The following proposal was presented by Mark Ugoretz at the Re-Envisioning Retirement Security Conference [1] on October 21, 2009.
The Guaranteed Benefit Plan
The Guaranteed Benefit Plan [2] (GBP), developed by The ERISA Industry Committee [3] (ERIC), is part of a more comprehensive ERIC proposal covering retirement, health and other life security benefits titled, the “New Benefit Platform for Life Security.”
The GBP would provide retirement income in the form of a hybrid account-based retirement arrangement, such as a cash balance plan, reflecting elements of both defined benefit and defined contribution plans. At a minimum, the GBP would guarantee the principal that employers and employees contributed to the plan. In addition the GBP could establish a minimum investment credit that would apply to the balance of each individual account. The interest credit could be a fixed guarantee (e.g., three percent) or an index (e.g., composite corporate bond rate), that is, not unlike the arrangements of current cash balance arrangements.

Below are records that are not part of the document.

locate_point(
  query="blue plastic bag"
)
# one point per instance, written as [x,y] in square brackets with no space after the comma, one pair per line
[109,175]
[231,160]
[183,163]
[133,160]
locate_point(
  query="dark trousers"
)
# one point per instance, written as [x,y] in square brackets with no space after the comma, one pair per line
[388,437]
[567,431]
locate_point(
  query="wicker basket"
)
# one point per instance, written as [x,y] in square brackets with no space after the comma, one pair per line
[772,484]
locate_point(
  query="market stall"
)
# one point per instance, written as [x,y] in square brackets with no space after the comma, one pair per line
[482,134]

Independent Benefits Administrators would administer the accounts including selecting investments and assuming liabilities for contractual and other common-law obligations (similar to existing ERISA fiduciary responsibilities). Employers would have only limited fiduciary responsibilities, primarily in selecting an independent benefit administrator. Benefit Administrators would be either competitive, non-governmental for-profit or non-profit entities that would arrange with retirement product and service vendors for retirement arrangements.

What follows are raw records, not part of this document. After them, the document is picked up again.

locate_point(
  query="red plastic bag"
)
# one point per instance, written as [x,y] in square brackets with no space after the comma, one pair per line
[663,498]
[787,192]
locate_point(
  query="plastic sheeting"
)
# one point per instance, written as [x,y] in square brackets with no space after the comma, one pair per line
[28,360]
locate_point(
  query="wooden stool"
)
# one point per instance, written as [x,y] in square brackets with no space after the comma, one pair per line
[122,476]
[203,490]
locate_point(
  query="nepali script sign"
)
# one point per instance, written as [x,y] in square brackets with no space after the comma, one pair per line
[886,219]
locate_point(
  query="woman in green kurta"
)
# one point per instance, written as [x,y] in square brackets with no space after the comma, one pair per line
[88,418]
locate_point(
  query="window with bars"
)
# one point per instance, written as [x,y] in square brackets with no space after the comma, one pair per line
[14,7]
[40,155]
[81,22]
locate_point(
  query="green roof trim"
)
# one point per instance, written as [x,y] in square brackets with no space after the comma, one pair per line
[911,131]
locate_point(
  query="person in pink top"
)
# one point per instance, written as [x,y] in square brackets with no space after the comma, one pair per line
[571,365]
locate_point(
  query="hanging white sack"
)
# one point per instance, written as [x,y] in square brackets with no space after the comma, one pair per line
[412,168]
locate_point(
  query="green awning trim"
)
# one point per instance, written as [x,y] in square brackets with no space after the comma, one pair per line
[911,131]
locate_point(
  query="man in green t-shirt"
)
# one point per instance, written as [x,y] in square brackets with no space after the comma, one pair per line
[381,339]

Employers would select one or more Benefits Administrators and could make contributions to the GBP on behalf of their employees but would not be required to do so. Employees could also contribute. The benefits administrators would be the guarantor of the minimum investment credit for the GBP. Further, the GBP would be guaranteed by the Pension Benefit Guaranty Corporation (PBGC).
The GBP would pay out benefits only as a stream of payments or in an annuity form. Joint and survivor annuities would be available and spouses of participants would have equivalent rights and protections that currently exist under ERISA. A single federal regulator could provide regulatory oversight although the exact structure is flexible, it would be nationally uniform across the country and state laws would not apply.
In addition to the GBP, benefits administrators would offer a separate Retirement Savings Plan, which would be similar to a 401(k), and Short-Term Security Accounts, to provide a vehicle for non-retirement savings. Pre-retirement withdrawals would be permitted from the Short-Term Security Accounts.